Christie tried to deflect the attacks, saying that the differences between he and Jindal weren't important and tried to turn the attention on past cuts of the amount of state employees and reductions to Obamacare, stating for the second time that Clinton was the real enemy.

Santorum tried jumping in on the fray. 

He dismissed a suggestion from Jindal that the candidates who spent time in Congress didn't have accomplishments, citing his work on welfare reform in the 1990s under Democratic President Bill Clinton.

One particularly unsuccessful question from the moderators came when they asked all four candidates to name a Democratic lawmaker they respected.

Jindal called the question "silly." Huckabee stated his support for veterans and ranted on the state of the Veteran Affairs Office, and Christie took the opportunity to make a veiled reference to his previous shots at Obama over his support of police officers.

Santorum, for his part, did say he respected Democrats for their ability to "fight back and win" in elections.

Among the other topics discussed were China and cybersecurity, tax rates, and the Federal Reserve.
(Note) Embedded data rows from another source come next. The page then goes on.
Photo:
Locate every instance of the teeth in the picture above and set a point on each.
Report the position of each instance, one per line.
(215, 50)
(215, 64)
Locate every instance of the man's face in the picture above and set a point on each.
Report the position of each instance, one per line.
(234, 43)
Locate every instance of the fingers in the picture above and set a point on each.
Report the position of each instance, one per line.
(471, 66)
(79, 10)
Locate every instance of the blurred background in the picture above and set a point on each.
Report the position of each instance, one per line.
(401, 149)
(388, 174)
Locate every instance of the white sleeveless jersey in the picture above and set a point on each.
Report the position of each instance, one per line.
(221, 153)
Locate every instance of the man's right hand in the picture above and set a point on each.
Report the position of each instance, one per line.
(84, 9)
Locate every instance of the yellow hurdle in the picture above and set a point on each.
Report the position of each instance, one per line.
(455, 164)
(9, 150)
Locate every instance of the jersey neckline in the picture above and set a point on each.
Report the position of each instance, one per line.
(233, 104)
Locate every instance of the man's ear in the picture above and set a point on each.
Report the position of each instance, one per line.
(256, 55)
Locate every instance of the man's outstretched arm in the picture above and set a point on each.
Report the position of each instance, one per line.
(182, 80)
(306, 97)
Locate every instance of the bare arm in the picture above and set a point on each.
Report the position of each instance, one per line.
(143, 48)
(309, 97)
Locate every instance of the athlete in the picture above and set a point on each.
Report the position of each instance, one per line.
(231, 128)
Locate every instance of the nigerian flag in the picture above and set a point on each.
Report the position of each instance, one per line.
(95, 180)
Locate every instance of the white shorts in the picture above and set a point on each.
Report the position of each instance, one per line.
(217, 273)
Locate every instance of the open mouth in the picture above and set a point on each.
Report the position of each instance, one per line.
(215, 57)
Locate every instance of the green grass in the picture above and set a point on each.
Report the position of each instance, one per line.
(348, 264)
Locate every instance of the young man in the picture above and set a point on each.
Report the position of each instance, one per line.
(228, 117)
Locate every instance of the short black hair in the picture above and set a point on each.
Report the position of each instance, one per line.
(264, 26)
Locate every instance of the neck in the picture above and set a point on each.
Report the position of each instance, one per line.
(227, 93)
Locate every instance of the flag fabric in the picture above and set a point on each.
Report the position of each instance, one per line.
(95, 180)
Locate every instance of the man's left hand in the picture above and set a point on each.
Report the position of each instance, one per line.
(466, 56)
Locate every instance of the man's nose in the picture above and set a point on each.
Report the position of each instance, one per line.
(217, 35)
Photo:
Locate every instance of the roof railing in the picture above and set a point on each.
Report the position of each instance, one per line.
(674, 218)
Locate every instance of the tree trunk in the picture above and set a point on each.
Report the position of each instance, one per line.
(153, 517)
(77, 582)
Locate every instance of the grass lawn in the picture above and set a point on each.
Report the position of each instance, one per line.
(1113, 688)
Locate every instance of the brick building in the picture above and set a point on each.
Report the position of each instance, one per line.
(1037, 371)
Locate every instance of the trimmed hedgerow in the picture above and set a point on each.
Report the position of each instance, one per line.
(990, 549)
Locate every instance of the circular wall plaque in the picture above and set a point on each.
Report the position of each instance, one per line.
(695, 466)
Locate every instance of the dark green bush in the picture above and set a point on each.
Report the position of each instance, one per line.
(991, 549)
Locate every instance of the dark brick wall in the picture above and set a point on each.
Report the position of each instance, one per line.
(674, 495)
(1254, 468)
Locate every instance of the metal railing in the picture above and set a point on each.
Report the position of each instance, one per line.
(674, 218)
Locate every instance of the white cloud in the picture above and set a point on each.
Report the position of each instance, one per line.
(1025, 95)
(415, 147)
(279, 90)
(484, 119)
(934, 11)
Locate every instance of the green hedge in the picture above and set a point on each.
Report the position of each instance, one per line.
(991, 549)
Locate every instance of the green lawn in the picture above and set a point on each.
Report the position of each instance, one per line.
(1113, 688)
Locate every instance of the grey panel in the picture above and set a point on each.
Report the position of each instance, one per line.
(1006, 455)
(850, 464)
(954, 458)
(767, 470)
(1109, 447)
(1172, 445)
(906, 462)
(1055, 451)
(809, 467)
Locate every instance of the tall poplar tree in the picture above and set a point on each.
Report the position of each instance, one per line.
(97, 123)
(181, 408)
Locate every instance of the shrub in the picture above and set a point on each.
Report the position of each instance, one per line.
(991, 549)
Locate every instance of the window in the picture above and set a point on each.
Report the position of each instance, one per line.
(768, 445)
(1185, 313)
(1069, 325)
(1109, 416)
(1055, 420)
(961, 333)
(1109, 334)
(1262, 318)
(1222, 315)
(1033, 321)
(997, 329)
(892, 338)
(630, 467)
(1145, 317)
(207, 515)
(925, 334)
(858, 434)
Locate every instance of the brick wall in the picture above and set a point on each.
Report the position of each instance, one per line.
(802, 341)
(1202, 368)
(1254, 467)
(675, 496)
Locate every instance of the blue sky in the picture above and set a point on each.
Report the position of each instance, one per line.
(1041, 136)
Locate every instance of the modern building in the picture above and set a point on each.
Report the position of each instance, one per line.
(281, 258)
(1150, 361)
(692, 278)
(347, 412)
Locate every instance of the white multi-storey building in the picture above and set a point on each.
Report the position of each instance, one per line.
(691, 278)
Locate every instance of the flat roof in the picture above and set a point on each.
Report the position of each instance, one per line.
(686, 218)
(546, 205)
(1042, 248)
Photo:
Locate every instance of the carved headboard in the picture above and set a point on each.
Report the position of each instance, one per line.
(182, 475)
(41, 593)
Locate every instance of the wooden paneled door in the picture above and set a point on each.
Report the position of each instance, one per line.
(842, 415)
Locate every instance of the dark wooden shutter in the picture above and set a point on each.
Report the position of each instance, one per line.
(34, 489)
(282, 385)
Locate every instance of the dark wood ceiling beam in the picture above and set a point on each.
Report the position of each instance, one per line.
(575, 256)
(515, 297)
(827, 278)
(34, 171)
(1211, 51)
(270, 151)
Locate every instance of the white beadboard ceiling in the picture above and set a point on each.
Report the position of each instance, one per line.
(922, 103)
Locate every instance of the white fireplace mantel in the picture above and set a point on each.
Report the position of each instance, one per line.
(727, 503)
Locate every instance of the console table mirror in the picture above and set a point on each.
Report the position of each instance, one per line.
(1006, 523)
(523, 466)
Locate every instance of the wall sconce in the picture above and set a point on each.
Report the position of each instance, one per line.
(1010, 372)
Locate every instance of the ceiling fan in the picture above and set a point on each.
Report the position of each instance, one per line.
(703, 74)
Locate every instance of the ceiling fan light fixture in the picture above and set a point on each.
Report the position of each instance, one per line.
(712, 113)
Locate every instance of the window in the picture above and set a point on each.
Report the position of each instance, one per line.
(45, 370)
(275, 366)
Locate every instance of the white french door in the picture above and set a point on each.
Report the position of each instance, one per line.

Christie railed against the president's foreign policy and the perceived lack of response to Chinese hackers accessing the personal data of federal employees, saying he would be tougher on that country and bring them "cyber warfare they've never seen before."

On taxes, Santorum discussed his flat, 20 percent rate for all businesses and individuals, while Christie said the richest Americans should pay 28 percent and the poorest should pay about 8 percent.

Both criticized the Federal Reserve's decision to not increase interest rates, saying that it was being done to support the economic image of Obama.

All four candidates hammered Obama and Clinton on the military. 

In closing, Santorum said we needed a president who supported working families while Christie criticized Clinton's answer in the first Democratic debate that Republicans were her biggest enemy, considering the threat of terrorist organizations, Iran and Vladimir Putin.